Mehr als acht Monate war Nina in Auschwitz. Ihre Puppe hatte sie seit ihrer Ankunft dort nicht mehr. Sie konnte ihr nicht erzählen von den Kaminen und vom Rauch, der so anders ist als der Rauch, der sonst aus den Kaminen kommt. Von der Kälte, von der Brühe, welche die Nazis Suppe nennen. Den Menschen, die vor Verzweiflung in den elektrischen Stacheldraht rennen. Aber vielleicht hätte sie nicht einmal ihrer Puppe davon erzählen können, was sie in Auschwitz sehen und erleben musste.
Mit den Kerzen in der Hand stehen die Überlebenden und ihre Angehörigen vor dem ehemaligen Krematorium. Ein Vertreter der Organisation, die diese Reise für die Überlebenden organisiert hat, stellt sich vor die Gruppe. Er sei nie in Auschwitz gewesen, sagt er. Obwohl er nun hier stehe. Nie werde er wissen, wie es ist, hier gewesen zu sein. Es seien einzig die Überlebenden, die den Horror erlebten, das Leiden, den Schmerz. Nur sie verstünden, was es bedeute, hier gewesen zu sein. Gabor Hirsch hört zu. Manchmal schliesst er die Augen etwas länger als nur für ein Blinzeln. Es war hier auf diesem Gelände, wo er einmal bereits nackt im Vorraum der Gaskammer stand. SS-Soldaten kamen hinein, liessen die Menschen Liegestützen machen. 51 nahmen sie wieder mit hinaus. 51, die noch genug stark waren, um zu arbeiten – darunter er, Gabor Hirsch. Es war hier, wo er seine Mutter zum letzten Mal sah, getrennt durch einen Stacheldraht. Er hatte sein Brot dabei, um es ihr zu geben, sie hatte ihr Brot dabei, um es ihm zu geben. Sie gab ihm das Brot. Es war hier, wo er sieben Monate überlebte und vor genau 75 Jahren befreit wurde. 15 Jahre alt war er, 27 Kilo schwer. Er konnte kaum noch gehen.
Der Überlebende warnt
Mathias zündet die Kerzen an, geht nach vorne und legt sie auf den aufgewühlten Boden. Gabor Hirsch schaut schweigend zu. Bei einem langem Gespräch in seinem Zuhause in Esslingen ZH Anfang Jahr sagte er: «Ich möchte die Leute warnen, damit sie sich schützen vor Indoktrination – vor starkem Nationalismus und jeder Art von Ausgrenzung. Die Leute lassen sich beeinflussen von Populisten, folgen ihnen wie eine Herde. Das ist das Schlimme. Dass sie sogar denken, dass sie Gutes tun, wenn sie Andersdenkende oder Andersgläubige verfolgen.» Deshalb gebe er Interviews, rede über das, was ihm widerfahren ist, vor Schulklassen. Um ihnen zu bezeugen, was passierte. Denn es könne wieder geschehen.

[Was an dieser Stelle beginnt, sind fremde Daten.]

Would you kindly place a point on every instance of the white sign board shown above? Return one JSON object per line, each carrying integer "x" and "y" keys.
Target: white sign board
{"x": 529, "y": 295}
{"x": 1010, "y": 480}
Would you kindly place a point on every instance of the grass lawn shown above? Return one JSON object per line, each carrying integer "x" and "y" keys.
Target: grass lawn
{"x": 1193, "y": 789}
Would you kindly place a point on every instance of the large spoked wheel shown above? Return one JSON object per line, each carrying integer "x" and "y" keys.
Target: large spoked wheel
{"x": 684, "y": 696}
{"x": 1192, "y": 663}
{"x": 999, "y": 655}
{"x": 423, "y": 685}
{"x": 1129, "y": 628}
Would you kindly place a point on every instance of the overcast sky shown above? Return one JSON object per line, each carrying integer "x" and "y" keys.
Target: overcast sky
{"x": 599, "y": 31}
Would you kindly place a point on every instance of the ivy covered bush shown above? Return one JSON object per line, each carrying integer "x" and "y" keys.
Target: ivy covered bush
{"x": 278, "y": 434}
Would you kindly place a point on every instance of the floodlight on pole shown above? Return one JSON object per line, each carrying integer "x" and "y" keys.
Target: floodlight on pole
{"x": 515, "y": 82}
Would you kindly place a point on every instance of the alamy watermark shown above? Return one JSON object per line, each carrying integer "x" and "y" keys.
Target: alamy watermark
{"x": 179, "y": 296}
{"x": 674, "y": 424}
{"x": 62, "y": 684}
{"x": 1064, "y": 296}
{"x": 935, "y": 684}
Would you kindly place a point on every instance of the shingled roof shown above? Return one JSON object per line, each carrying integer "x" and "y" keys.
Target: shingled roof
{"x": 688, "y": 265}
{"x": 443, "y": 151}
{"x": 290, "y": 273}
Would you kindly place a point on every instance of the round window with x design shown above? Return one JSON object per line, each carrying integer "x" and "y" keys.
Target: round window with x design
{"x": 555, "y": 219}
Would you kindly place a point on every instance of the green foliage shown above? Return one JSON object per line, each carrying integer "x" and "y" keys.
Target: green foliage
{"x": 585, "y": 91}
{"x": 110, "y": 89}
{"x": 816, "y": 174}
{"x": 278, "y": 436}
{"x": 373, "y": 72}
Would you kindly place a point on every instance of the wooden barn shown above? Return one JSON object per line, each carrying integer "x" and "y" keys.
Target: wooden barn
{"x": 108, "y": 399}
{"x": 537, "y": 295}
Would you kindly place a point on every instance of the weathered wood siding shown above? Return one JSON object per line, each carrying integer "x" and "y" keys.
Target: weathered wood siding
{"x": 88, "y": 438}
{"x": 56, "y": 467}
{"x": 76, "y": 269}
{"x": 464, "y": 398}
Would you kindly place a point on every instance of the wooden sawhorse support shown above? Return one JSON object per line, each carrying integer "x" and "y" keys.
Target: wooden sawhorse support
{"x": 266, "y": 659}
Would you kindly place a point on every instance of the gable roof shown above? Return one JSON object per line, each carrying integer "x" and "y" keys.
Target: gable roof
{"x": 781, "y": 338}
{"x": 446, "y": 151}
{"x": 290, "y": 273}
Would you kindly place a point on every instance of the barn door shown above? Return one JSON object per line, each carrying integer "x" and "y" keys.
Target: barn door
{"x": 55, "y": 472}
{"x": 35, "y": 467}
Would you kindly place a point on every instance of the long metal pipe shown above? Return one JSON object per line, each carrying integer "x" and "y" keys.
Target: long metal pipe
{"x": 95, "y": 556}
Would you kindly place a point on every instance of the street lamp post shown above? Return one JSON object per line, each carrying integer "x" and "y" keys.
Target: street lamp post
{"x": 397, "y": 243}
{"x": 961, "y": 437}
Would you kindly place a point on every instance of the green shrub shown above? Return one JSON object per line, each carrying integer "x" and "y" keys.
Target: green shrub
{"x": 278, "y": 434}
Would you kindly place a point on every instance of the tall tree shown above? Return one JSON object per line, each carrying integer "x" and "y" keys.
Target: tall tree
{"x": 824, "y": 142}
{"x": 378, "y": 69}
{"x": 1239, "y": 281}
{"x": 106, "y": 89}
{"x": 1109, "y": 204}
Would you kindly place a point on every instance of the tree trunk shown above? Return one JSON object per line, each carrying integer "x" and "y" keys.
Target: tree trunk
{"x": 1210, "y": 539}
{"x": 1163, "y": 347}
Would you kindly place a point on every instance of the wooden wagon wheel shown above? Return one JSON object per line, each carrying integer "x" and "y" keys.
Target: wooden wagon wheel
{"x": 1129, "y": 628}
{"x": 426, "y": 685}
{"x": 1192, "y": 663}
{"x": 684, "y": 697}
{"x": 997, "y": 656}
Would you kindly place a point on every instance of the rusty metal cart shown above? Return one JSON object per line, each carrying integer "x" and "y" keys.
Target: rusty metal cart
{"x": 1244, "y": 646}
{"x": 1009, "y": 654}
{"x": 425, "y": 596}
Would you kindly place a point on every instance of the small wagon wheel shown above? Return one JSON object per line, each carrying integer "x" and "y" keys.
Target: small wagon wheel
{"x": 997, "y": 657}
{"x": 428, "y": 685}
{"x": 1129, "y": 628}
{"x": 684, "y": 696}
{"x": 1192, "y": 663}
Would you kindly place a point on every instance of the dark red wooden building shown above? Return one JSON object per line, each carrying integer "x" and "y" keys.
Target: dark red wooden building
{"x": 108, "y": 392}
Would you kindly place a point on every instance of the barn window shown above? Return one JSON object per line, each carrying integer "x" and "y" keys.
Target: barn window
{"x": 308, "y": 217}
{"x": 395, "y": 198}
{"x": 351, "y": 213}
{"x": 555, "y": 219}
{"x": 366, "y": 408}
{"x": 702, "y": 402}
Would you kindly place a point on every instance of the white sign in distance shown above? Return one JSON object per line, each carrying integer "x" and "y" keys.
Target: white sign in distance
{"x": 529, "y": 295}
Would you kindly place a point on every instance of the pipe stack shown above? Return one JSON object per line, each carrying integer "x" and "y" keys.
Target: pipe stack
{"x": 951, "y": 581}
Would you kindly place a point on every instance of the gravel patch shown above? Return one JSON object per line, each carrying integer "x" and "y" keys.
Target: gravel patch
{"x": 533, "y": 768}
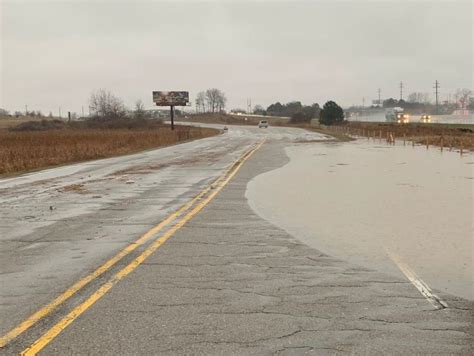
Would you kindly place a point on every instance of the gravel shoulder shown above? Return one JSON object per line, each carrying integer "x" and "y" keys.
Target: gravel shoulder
{"x": 229, "y": 282}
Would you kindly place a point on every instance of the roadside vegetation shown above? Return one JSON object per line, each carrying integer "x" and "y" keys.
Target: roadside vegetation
{"x": 448, "y": 136}
{"x": 111, "y": 131}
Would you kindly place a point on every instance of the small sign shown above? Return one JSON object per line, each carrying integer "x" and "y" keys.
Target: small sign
{"x": 171, "y": 98}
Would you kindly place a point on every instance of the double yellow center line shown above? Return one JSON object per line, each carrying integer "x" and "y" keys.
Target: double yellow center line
{"x": 204, "y": 199}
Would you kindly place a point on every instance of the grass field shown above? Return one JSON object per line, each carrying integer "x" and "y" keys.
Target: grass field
{"x": 22, "y": 151}
{"x": 460, "y": 136}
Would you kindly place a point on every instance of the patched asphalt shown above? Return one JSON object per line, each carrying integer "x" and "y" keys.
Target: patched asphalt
{"x": 229, "y": 282}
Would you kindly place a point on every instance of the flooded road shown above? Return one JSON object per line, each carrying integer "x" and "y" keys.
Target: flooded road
{"x": 374, "y": 204}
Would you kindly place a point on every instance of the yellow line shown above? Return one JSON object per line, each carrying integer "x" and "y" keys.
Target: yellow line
{"x": 47, "y": 309}
{"x": 46, "y": 338}
{"x": 419, "y": 284}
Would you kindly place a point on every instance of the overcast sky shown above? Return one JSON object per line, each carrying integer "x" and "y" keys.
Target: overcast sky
{"x": 54, "y": 53}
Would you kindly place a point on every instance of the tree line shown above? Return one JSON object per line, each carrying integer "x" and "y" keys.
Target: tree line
{"x": 331, "y": 113}
{"x": 212, "y": 100}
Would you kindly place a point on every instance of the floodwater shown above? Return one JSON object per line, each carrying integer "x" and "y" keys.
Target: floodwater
{"x": 366, "y": 201}
{"x": 435, "y": 119}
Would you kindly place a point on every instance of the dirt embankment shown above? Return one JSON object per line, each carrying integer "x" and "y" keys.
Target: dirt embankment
{"x": 34, "y": 146}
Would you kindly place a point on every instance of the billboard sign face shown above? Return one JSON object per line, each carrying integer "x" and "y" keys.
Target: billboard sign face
{"x": 171, "y": 98}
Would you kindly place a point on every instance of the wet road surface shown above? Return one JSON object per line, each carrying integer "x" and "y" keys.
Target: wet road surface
{"x": 375, "y": 204}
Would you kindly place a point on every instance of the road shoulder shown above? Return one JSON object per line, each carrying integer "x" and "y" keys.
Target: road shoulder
{"x": 229, "y": 282}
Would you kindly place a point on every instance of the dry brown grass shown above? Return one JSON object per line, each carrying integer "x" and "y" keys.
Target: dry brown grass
{"x": 9, "y": 121}
{"x": 445, "y": 135}
{"x": 29, "y": 150}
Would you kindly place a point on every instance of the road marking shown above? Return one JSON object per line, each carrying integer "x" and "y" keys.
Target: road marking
{"x": 46, "y": 338}
{"x": 47, "y": 309}
{"x": 419, "y": 284}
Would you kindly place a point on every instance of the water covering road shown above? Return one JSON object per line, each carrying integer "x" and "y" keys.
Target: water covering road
{"x": 364, "y": 202}
{"x": 58, "y": 224}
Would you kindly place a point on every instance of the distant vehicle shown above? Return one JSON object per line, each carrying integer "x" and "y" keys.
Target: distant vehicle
{"x": 425, "y": 118}
{"x": 397, "y": 115}
{"x": 263, "y": 123}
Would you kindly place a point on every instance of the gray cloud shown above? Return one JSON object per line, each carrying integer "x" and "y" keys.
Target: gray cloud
{"x": 54, "y": 53}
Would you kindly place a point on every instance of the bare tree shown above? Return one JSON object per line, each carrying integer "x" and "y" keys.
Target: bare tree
{"x": 462, "y": 97}
{"x": 201, "y": 102}
{"x": 140, "y": 112}
{"x": 104, "y": 104}
{"x": 215, "y": 99}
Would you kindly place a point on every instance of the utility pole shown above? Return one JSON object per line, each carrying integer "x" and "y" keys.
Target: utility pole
{"x": 436, "y": 87}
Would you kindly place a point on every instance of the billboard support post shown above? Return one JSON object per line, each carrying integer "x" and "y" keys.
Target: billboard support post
{"x": 172, "y": 116}
{"x": 171, "y": 99}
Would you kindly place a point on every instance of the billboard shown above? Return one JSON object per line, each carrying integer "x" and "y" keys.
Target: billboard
{"x": 171, "y": 98}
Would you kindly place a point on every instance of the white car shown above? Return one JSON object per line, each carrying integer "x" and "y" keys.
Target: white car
{"x": 263, "y": 123}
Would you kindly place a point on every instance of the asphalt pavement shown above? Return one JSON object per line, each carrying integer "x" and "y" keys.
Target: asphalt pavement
{"x": 217, "y": 279}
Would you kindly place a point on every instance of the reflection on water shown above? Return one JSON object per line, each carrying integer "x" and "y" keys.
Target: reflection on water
{"x": 359, "y": 200}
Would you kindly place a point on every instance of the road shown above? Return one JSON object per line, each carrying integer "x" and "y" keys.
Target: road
{"x": 397, "y": 202}
{"x": 159, "y": 252}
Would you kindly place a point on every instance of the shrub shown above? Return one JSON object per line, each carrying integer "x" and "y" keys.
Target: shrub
{"x": 331, "y": 114}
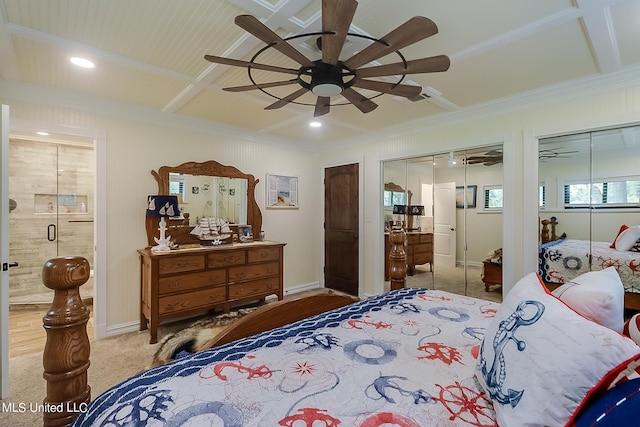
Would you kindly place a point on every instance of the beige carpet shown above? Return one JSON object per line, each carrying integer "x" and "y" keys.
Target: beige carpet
{"x": 115, "y": 359}
{"x": 112, "y": 360}
{"x": 453, "y": 280}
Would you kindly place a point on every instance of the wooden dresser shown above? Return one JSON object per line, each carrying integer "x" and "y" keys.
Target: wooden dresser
{"x": 187, "y": 282}
{"x": 419, "y": 250}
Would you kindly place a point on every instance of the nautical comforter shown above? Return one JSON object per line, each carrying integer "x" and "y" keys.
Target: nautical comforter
{"x": 563, "y": 260}
{"x": 406, "y": 358}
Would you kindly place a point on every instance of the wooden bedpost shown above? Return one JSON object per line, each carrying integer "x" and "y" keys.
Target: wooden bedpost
{"x": 544, "y": 234}
{"x": 397, "y": 259}
{"x": 66, "y": 352}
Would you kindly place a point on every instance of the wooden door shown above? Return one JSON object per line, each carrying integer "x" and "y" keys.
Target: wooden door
{"x": 341, "y": 213}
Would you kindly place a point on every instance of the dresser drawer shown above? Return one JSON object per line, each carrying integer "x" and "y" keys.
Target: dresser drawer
{"x": 181, "y": 264}
{"x": 226, "y": 259}
{"x": 191, "y": 300}
{"x": 185, "y": 282}
{"x": 254, "y": 288}
{"x": 413, "y": 239}
{"x": 250, "y": 272}
{"x": 263, "y": 254}
{"x": 426, "y": 238}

27. Januar 2020, Auschwitz. Nina Weil (88) steht vor Baracken und Stacheldraht. Keine Puppe im Arm, aber einen Strauss Tulpen. Sie ist mit Simonetta Sommaruga angereist. Gemeinsam gehen sie an die Gedenkfeier, zu der rund 200 Überlebende und viele hochrangige Politiker geladen sind. Doch zuvor wird die Bundespräsidentin durch das Lager geführt, wird einen Kranz niederlegen. Nina Weil kann sich währenddessen im Direktionsgebäude aufwärmen. Doch sie verlässt das warme Gebäude, geht zur Asche der Menschen, die in einem der Räume aufbewahrt wird. Auf dem Weg zurück begegnet sie dem deutschen Bundespräsidenten und seiner Delegation. Ein schwieriger Moment, gesteht sie. Am Abend wird Nina Weil wieder zu Hause sein, in der Schweiz. Bei ihrem Mann. Kinder wollte sie nicht. Weil sie die Grausamkeiten nie vergessen konnte, nie vergass, wie sie damals von den Nazis angeschrien wurde – «niemand sollte Kinder von mir je so anschreien können».